Le Racing Club de Strasbourg Alsace vit une saison de transition réussie. Liam Rosenior a posé les fondations d’un collectif conquérant jusqu’à son départ surprise pour Chelsea en janvier, avant que Gary O’Neil ne prenne le relais avec un pragmatisme redoutable.
Bilan comparé : deux visions complémentaires qui maintiennent le RCSA dans la course à l’Europe.

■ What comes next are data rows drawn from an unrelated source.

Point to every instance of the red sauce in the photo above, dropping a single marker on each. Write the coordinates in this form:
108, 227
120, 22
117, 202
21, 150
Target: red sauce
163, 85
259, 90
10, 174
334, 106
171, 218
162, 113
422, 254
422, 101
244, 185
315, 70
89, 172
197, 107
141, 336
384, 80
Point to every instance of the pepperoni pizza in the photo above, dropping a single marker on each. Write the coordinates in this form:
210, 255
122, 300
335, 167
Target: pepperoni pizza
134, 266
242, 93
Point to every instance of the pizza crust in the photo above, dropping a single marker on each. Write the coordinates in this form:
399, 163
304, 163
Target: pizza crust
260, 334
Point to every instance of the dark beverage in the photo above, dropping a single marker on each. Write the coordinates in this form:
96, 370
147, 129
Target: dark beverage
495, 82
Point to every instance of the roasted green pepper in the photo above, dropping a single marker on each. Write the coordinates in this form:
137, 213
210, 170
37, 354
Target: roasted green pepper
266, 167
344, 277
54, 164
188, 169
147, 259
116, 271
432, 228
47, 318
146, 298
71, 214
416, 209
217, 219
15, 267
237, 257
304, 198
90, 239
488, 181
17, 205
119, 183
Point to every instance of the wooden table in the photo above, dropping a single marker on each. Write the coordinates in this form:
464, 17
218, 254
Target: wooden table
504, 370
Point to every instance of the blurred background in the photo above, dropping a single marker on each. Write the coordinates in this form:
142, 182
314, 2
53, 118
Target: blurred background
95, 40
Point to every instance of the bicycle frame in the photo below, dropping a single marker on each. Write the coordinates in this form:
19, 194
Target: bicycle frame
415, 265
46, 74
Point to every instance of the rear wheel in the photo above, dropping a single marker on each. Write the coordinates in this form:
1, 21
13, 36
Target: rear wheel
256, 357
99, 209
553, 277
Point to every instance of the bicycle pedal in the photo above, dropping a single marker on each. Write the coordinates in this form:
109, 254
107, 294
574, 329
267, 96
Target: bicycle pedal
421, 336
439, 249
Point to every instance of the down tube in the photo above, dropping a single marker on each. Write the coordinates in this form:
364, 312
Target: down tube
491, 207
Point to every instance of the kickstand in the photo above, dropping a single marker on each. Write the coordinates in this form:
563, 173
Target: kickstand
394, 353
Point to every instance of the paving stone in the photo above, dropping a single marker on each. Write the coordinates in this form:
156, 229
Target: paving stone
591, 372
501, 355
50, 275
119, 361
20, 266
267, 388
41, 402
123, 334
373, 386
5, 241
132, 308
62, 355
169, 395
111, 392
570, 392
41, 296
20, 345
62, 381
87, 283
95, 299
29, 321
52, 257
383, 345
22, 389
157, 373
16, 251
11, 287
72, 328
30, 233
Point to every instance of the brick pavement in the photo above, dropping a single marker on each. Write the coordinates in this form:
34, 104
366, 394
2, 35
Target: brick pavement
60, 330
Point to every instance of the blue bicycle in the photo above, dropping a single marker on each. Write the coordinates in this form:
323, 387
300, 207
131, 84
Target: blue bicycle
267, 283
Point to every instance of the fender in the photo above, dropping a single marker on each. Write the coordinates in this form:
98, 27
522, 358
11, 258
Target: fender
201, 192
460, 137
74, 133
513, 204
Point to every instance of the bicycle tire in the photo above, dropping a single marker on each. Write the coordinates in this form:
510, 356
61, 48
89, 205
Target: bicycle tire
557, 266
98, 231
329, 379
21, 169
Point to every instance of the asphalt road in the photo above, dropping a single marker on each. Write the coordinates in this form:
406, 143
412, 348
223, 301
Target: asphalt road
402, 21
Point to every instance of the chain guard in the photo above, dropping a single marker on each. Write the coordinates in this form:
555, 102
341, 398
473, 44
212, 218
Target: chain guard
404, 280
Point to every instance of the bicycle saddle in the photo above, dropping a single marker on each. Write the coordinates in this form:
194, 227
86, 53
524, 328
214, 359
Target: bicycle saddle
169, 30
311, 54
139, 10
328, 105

L’héritage flamboyant de Rosenior
Arrivé en juillet 2024, Liam Rosenior a révolutionné le Racing en misant sur un pressing haut et l’émergence des jeunes. Sur 36 matchs officiels, son bilan impressionne : 17 victoires, 10 nuls, 9 défaites, soit 1,69 point par match en moyenne. En Ligue 1, ses 33 rencontres affichent 1,73 point et un pourcentage de victoires de 48%, avec un différentiel de buts attendus (xG) de +6,58. Leader en Conference League et régulièrement dans le top 3 du championnat, il signe le meilleur début de saison depuis 1979. Son style offensif et fluide a enflammé la Meinau, transformant Strasbourg en machine à spectacle avant un envol londonien inattendu.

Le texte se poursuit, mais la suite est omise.